In several (good) textbooks in calculus of variations one important step when dealing with the isoperimetric problem seems not to be properly addressed. The problem is as follows: let $G$ be a smooth enough function in three variables and let $$ K[y]=\int_a^b G(x,y,y')\,dx $$ be the corresponding functional on $C^1([a,b]).$ Suppose that $z \in C^1([a,b])$ is not a solution to Euler's equation for $K.$
Given distinct points $x_1,x_2 \in (a,b)$ and any positive $\varepsilon_1,\varepsilon_2 >0,$ we wish to have a pair of functions $h_1,h_2 \in C^1([a,b])$ such that
1) each $h_k$ is of constant sign on an open subinterval $(a_k,b_k)$ of $[a,b]$ such that $x_k \in (a_k,b_k),$ and vanishes outside $(a_k,b_k);$ the intervals $(a_1,b_1)$ and $(a_2,b_2)$ are to be disjoint;
2) $b_1-a_1 < \varepsilon_1$ and $|h_1(x)| < \varepsilon_2$ on $(a_1,b_1);$
3) $K[z]=K[z+h_1+h_2].$
Intuitively, such $h_1,h_2$ must exist (continuity, etc.), but at the moment I fail to see how to prove this simply and neatly (the books I've mentioned either take existence of $h_1,h_2$ in question for granted, or contain some vague remarks on continuity).

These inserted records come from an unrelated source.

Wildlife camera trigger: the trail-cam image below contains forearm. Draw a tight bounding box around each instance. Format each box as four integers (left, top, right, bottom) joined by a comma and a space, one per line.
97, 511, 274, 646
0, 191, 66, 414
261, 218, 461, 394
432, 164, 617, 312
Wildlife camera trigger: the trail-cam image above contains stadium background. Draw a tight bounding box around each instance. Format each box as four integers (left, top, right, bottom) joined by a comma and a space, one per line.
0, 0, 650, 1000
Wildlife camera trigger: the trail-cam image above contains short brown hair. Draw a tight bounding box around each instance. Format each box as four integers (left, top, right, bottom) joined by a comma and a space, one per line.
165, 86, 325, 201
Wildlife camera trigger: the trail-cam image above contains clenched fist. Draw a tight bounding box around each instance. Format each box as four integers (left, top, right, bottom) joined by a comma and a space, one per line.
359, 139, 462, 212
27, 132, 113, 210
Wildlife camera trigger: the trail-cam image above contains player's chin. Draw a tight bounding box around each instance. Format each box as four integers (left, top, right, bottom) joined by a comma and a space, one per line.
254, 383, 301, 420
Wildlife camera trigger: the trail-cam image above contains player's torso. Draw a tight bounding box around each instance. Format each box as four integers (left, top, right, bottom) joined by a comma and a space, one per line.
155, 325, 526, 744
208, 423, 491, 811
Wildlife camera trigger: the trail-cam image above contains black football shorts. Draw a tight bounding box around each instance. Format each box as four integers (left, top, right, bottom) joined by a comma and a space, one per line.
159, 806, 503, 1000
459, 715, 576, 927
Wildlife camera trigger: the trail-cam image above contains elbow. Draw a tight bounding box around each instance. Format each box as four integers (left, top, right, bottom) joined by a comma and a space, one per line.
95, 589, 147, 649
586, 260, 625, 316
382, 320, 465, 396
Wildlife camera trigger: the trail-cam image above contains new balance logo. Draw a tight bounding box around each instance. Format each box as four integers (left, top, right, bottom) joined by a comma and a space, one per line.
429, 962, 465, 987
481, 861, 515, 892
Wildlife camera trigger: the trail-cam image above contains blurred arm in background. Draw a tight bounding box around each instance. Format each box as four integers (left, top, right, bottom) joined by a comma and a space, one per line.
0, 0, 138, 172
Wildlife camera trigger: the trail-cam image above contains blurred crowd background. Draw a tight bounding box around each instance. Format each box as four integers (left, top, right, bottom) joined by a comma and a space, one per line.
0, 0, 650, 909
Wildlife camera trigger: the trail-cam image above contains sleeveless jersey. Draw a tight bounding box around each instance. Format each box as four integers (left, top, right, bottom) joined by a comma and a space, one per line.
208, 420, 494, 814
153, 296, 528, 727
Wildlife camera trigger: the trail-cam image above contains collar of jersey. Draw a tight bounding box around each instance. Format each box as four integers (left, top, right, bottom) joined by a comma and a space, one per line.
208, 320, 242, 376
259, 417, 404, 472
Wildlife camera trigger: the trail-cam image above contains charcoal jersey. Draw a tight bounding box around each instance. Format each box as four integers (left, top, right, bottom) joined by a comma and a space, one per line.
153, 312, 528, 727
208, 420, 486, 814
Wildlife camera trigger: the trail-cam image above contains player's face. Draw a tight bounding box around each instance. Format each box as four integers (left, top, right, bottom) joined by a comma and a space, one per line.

The integral form of functional $K$ implies that for any smooth functions $h_1,h_2$ with disjoint supports we have $$K[z+h_1+h_2]-K[z] = (K[z+h_1]-K[z])+(K[z+h_2]-K[z]) \tag1$$
The function $t\mapsto K[z+th]$ is smooth (with respect to real variable $t$), because $G$ is smooth.
We pick the intervals $(a_i,b_i)$ where the Euler-Lagrange equation fails. This makes it possible to choose $h_1$ and $h_2$ so that $\frac{d}{dt} K[z+th_i]\ne 0$ at $t=0$. Indeed, if we couldn't, that would imply that the Euler-Lagrange equation holds.
The nonvanishing of derivatives makes it possible to pick small values of $t_1$ and $t_2$ so that $K[z+t_ih_i]-K[z]$ have opposite signs for $i=1,2$. If $K[z+t_ih_i]-K[z]$ have the same absolute value for $i=1,2$, we are done by (1). Otherwise, focus on the larger, say $$|K[z+t_1h_1]-K[z]|>|K[z+t_2h_2]-K[z]|$$ By the intermediate value theorem, there is $\tilde t_1$ between $0$ and $t_1$ such that $$K[z+\tilde t_1h_1]-K[z] = -(K[z+t_2h_2]-K[z])$$